Just days into governorship, Newsom a master of complexities of California budget

January 11, 2019

California Gov. Gavin Newsom presents his first state budget in Sacramento on Jan. 10, 2019.

“I love this stuff,” Gov. Gavin Newsom gushed during the presentation in Sacramento this week of his first state budget — which, at $209 billion, is larger than that of most countries.

As Newsom dissected virtually every cranny of the huge public enterprise that is California, the differences between his leadership and the lack of it in Washington, D.C., could not have been clearer.

Those who watched on Cal Channel would have gotten a deeper view of Newsom beyond his image as a politician with movie star looks: a true policy wonk, in the mold of former President Bill Clinton, displaying a remarkable ability to marshal facts and figures.

To view Newsom’s presentation, go to the Cal Channel archive here. 

The performance — because that is what it was — was even more notable because Newsom, by his own description, has suffered from dyslexia from an early age.  One way he has overcome his disability is by spending hours memorizing details. That was on full display on Thursday.

It soon became clear that Newsom has not spent the last eight years simply hibernating as California’s lieutenant governor, a post which has been mocked as one that is largely ceremonial, with few responsibilities other than sitting on state bodies like the University of California board of regents and the California State University board of trustees.

During the campaign, Newsom had to walk back comments he had made previously about the lieutenant governor position having “no real authority and no real portfolio” or as being simply “dull.” 

Rather he appears to have spent the last several years deeply immersing himself in the functioning — or non-functioning — of state government. This week he emerged full force from his understudy role, appearing to be fully in command of the state budget, with a multi-dimensional understanding of California’s complexities.

His predecessor, Jerry Brown, was no slouch in this regard either. He showed a similar command of budget details and relished policy making, but the differences in their budget presentations were notable.

Brown would come to the same podium Newsom stood at, also with charts and graphs, and answer some questions, usually pithily and sometimes bluntly, sending a message that he was on top of the state’s challenges.
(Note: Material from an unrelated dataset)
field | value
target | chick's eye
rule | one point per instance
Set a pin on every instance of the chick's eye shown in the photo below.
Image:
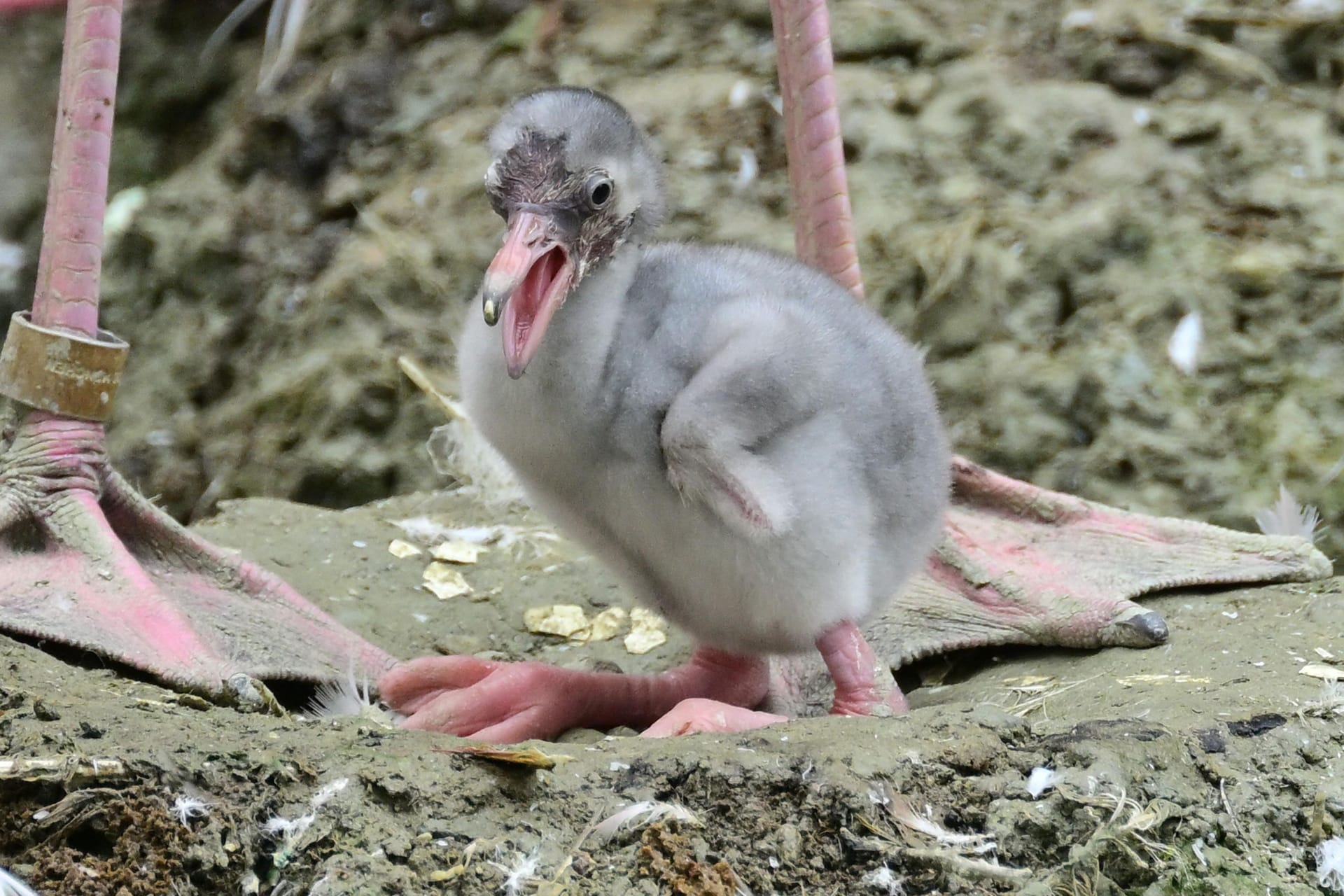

He would then leave the room and turn things over to his finance director to provide the press corps — shrinking a little each year — with further details.

Newsom, by contrast, stayed at the podium alone for an hour and 47 minutes, emitting a stream of acronyms that from time to time even close observers of state politics were not familiar with. He never called on his finance director, or any one else, to help him out. This time none of his children were on hand to interrupt the flow.

The budget, he explained, is not just a set of numbers, but “a reflection of our values,” about dollars that “attach to real people and real people’s lives.”

Admittedly he was helped by the fact that he had a lot of good news to deliver and a lot of money to play with. He announced the state would have a $21 billion surplus, an almost miraculous turnaround from where California was just eight years ago when Gov. Brown took office facing a $25 billion deficit.

But more than a recitation of numbers, Newsom’s budget sparkled with new and original ideas, especially when it came to putting meat on the bones of his pledge to create a “cradle to career” system of education in California.

For example, Newsom wants to spend $50 million on college savings accounts beginning when a child enters kindergarten. He is calling for parental family leave of six months, up from the six weeks that they are currently offered. He outlined a plan to achieve universal preschool in California in three years, which means state-subsidized preschool for all low-income 4-year-olds, and then to figure out a way to provide that to all 4-year-olds, not just low-income children.

He wants to track down 60,000 former UC students who never completed their degrees — “near completes” he called them — and convince them to attend extension classes at various UC campuses to earn their elusive degrees. He wants to substantially increase the value of Cal Grant awards to college students with dependent children, in recognition of the higher costs they face.

Instead of bashing legislators and giving them demeaning nicknames, as President Trump frequently does, during his budget presentation Newsom called out many of them by name, from both parties, for their contributions to the budget document and gave them credit for their ideas.

At the end of his marathon session, he pointed out that he has been in office just four days and that he is just getting warmed up. “Wait until next year and you’ll have to sit here for four hours,” he warned his audience.

That prospect may make some cringe. But it should provide relief to others tired of watching a president with an aversion to facts, evidence and research and whose major policy ideas — like pushing through deep corporate tax cuts and building a 1,000-mile border wall — seem antiquated, simplistic and intellectually indefensible.